C’était pour rire que je me suis assassiné ; soyez patients, je vais revenir.

Regravir une par une les marches que j’ai un jour dégringolées.

Regraver dans ma tête les circuits du bonheur, l’odeur des feux de fanes et le goût de ta bouche.

Regrouper dans mon cœur les visages adorés et dans ma tête les mots rares qu’on suce lentement, comme des cachous.

Cacher les cicatristes des rêves échoués et reprendre à ma plume ce qu’elle avait caché.

Sceller de nouveaux pactes, me construire un futur et ravaler mes larmes.

Et ravaler aussi mes façades fendues.

C’était pour rire que je vous ai laissés ; soyez patients, dans le fond je vous aime et j’ai besoin de vous.

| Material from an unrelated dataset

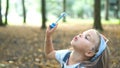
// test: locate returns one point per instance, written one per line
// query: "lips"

D’air, de pluies, d’ailleurs cristallins, de saxophones pleureurs et d’horizons nouveaux.

J’ai soif de vin de paille et de ceps vigoureux.

D’accords parfaits et de toiles nouvelles, de jeux de mains et d’arbres centenaires.

De mots fléchés vers des cibles vivantes et de lacs ondulés sous des brises grisantes.

C’était pour rire que j’avais déserté et jeté aux orties mon froc de matelot.

Le bateau flotte encore et les courants qu’on ne voit pas sont toujours plus puissants que les voiles.